Again, thanks for the note and thanks for listening to AM 620 KPOJ!
AM 620 KPOJ
4949 SW Macadam Avenue
Portland, Oregon 97239
A few short weeks later Mike was inviting Thom to do an Air America show syndicated out of Portland. It certainly reads like what became the Thom Hartmann show was my idea. It doesn't sound like the notion of a Portland Air America show was in play when I wrote. Not that it counts for anything either way. It's just a cool notion.
I once sent a joke to Leno and when I called in to see if it had been mine that aired, they politely said no.
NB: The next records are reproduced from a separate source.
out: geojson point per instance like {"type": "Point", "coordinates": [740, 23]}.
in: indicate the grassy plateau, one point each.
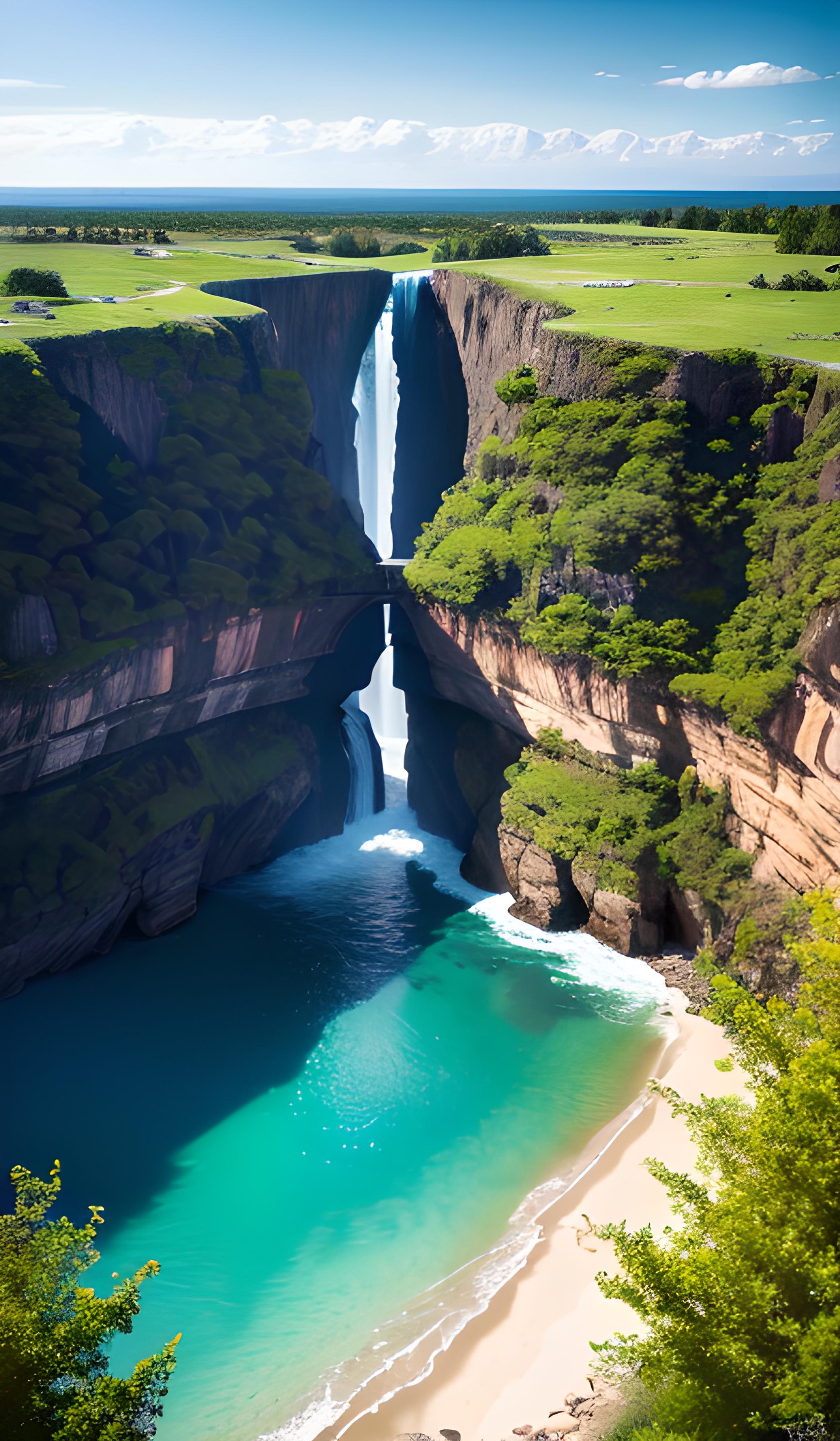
{"type": "Point", "coordinates": [690, 287]}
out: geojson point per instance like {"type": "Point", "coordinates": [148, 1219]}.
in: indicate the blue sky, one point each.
{"type": "Point", "coordinates": [460, 66]}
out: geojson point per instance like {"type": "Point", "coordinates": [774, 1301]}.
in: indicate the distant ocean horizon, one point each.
{"type": "Point", "coordinates": [359, 202]}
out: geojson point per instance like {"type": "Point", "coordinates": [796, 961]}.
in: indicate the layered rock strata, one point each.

For the first and only time, I sort of wondered about it out loud since the wording had been so close. The person on the phone said, "I think we got 12 versions of that joke." So ideas aren't exactly solo bolts of lightning direct from God.
I filed the fact that there was going to be a new show on Air America, but I didn't mention it. I could have followed up on the credit part, and when you consider how Thom is now much bigger than before, this would be a significant point of pride. I mean it's possible that the Dems would not have won back Congress if it hadn't been for Air America. If I made any contribution or set anything in motion, that would be fantastic.
So using this as an imaginary complaint, how do you handle it when you want credit for something that you feel you're not getting? Once again: This is not the case here - I use my emails merely as an example.
I think the best approach is not to whine. Let it go at the time and wait for the right chance to work it in later. Like now for example. Stand back and marvel: In this one post, I've managed to mention the Leno jokes, the Sam Adams/Tram Rescue stunt, my Portland Freelancer blog, my old columns for the Tribune, and my Born to Slack Cable Access Show, complete with channels and times. (Actually the Thursday airing is now on Tuesdays, but you get the point.) And my co-host James Shibley.
Plus, I mentioned my decade of work writing for over 140 radio stations and suggested that I am still looking for a radio DJ job. By the way, notice how Mike effortlessly plugs the Mark and Dave show on KEX? That's how it's done. I have nothing but admiration for this man.
I originally sent this to Kari at Blue Oregon, where it didn't make the grade. (Kari, would it kill you to write back and say thanks but no thanks?) The reason I sent it there was simple: The idea for the Blue Coast show was no doubt inspired by Blue Oregon, and it deserves a nod of credit for that.
Now, some might say I'm really just using this entire exercise to promote myself - to draw attention to my accomplishments in case it leads to something else. Hello? Of course, I am. But when you are trying to hype yourself, it's better to be mildly amusing - rather than the whining I've been hearing from some bloggers lately. What's that sports saying? Act like you've been there before. Otherwise you'll just get yourself and other bloggers shut out from the process.
It's a good sign when blogs get mentioned in the press, but there's no point in calling the print people on every little thing that goes wrong. Play it cool, and parlay whatever comes your way, into something else. That's the Fine Art of Getting the Credit. The Portland Freelancer has spoken.